Debt and Credit Card

Americans seem happy with debt up to a point. Certainly some of the figures on debt are quite alarming and when taken together with the lack of saving point to households that are ill-prepared for the future. Debt does not go away without positive action; if you have been wondering how to get your finances in better order then it begins with a budget containing all your financial information, current debts, income and expenditure and determination to act.

Credit Cards

Prior to the recession every credit card company followed an aggressive marketing strategy to increase their number of customers. It was a period of easy credit that the Collateralized Debt Obligation (CDO) crisis brought to an end. The recession has gone yet the signs are that there is still a fairly relaxed attitude to credit card debt that incurs a high rate of interest at the end of every month.

There is a great deal of revolving credit card debt but a closer look at those people carrying fairly permanent balances shows the average debt at over $15,000. Companies require a monthly minimum and if they get that they are happy; their income comes from these interest rate charges. The problem is that paying the minimum will hardly reduce the balance. In the end users reach their credit limits will little room for maneuver.

No one would suggest that you pay up and close the account because your credit score takes into account your available credit. However what about taking out a personal loan at a lower rate of interest, paying the balance off and keeping the card for future use? If it appears that the applicant will be able to meet the monthly instalment commitments he or she will be taking on for the full term of the loan then a quick and positive decision is likely.

On Time

In some ways the worst debt that you can have is that you cannot pay in time. If you are late with the minimum payment a credit card company requires you will face a charge. If you are late with your mortgage there could be serious consequences so you need to think about your various debts and prioritize them:

  • Student Loan
  • Credit Card
  • Auto Loan
  • Mortgage
  • Taxes

These are the common financial commitments that many households face. If you are late with a payment that is likely to impact negatively on your credit score which is an indicator to a potential lender of your credit worthiness. At times your score can even be a factor that a potential employer will use as part of a recruitment and interview process. Certainly no mortgage lender will approve realistic loans without reference to your credit score so that must always be in your mind.

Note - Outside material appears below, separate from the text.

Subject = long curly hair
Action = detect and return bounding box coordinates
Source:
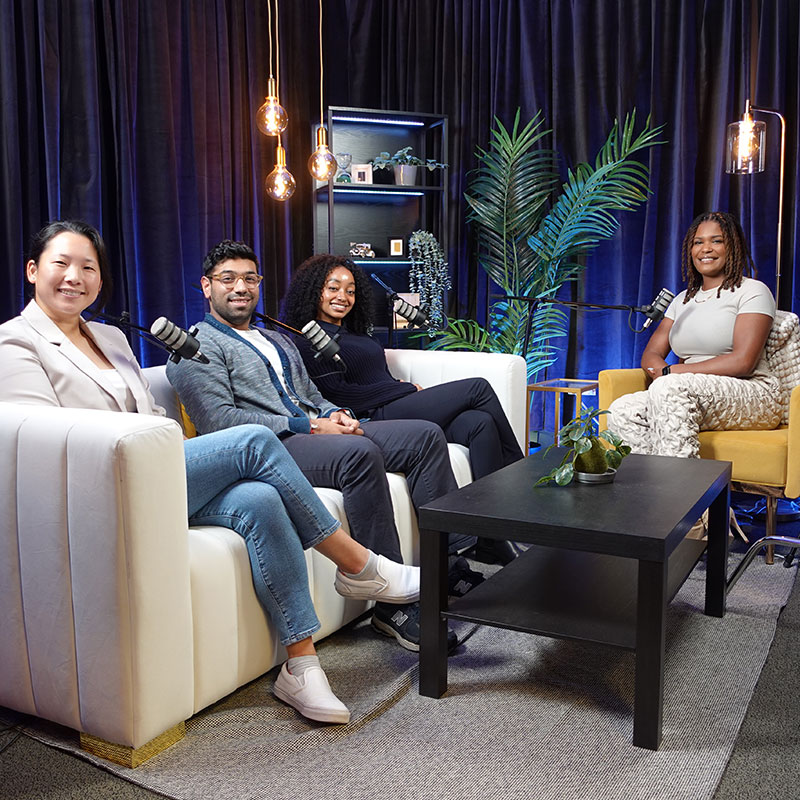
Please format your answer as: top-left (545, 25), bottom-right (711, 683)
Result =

An important thing to remember is that you should face up to potential problems. You will likely get a sympathetic hearing from lenders as long as you are prepared to talk to them.

Credit Score

Even if you are making progress in settling your debts that does not automatically mean that your score will rise. If your meet your commitments on time that will see you progress. For example if you can get a personal loan to pay off your credit card balance, you will slowly improve your score by:

  • Having more available credit available that you are not utilizing. A ratio of 30% is good, owing $3,000 but having a total of $10,000 available.
  • Paying the monthly instalments on your new loan on time. Improvements may be slow but things will be going in the right direction. Personal Goals

If you are carrying student loans and you are up to date, there is no reason to prioritize paying it off in full because the interest rate charged will be low. If you have a target date for becoming debt-free then you can divide the outstanding amount by the number of months until your target date and that is what you must find every month from that point.

If you have an auto loan you must decide whether you are simply going to start another one when it is paid off, changing your car then. It surely does not make sense to be living with a permanent auto loan if your finances are not in good shape? Modern day cars are built to last so keep them a little bit longer and forget about trying to impress others unnecessarily.

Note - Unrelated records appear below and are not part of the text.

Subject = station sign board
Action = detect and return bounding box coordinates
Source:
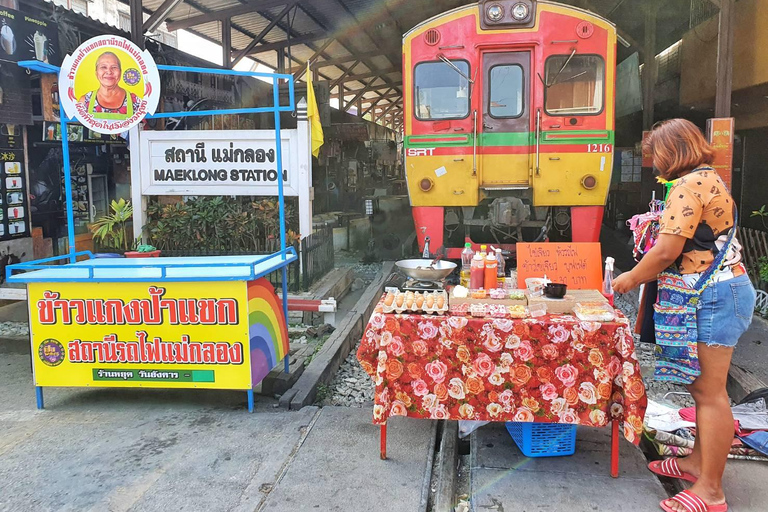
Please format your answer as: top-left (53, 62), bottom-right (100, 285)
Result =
top-left (140, 130), bottom-right (299, 196)
top-left (28, 279), bottom-right (287, 390)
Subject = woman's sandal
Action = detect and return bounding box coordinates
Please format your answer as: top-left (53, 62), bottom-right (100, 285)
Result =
top-left (659, 490), bottom-right (728, 512)
top-left (648, 457), bottom-right (698, 484)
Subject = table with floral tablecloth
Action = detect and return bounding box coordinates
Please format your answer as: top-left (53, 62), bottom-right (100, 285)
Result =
top-left (357, 304), bottom-right (647, 446)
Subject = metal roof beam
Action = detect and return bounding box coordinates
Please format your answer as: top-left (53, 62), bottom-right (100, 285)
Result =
top-left (363, 87), bottom-right (393, 115)
top-left (167, 0), bottom-right (293, 31)
top-left (376, 102), bottom-right (397, 122)
top-left (336, 0), bottom-right (400, 92)
top-left (331, 68), bottom-right (400, 87)
top-left (242, 32), bottom-right (328, 56)
top-left (293, 37), bottom-right (336, 82)
top-left (331, 60), bottom-right (362, 89)
top-left (344, 80), bottom-right (403, 111)
top-left (232, 0), bottom-right (298, 67)
top-left (143, 0), bottom-right (183, 34)
top-left (291, 50), bottom-right (384, 73)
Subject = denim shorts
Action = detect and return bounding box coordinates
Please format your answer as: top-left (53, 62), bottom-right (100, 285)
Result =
top-left (696, 274), bottom-right (757, 347)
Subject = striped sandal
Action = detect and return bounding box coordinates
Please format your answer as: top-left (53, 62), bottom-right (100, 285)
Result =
top-left (659, 490), bottom-right (728, 512)
top-left (648, 457), bottom-right (698, 484)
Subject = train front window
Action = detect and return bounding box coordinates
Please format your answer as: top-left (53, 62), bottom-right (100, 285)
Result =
top-left (545, 54), bottom-right (605, 116)
top-left (413, 60), bottom-right (469, 121)
top-left (488, 64), bottom-right (523, 118)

Your budget should tell you exactly where you stand and what leeway you have. This calculation will be dependent on a number of factors:

  • Have you any scope to increase your income? That may be a part-time or seasonal job or even finding ways to make money in your spare time. Many people are doing that on the Internet.
  • Can you re-negotiate with any of your creditors to get a reduced interest rate or even a reduction of your debt?
  • Have you done any research into whether you have the most competitive telephone, insurance and utility supplier? There are comparative websites that will do much of the groundwork for you.
  • Are there any other economies you can make in your daily life?

There is a way out of debt with determination and self-discipline and it is a path that everyone in trouble should take.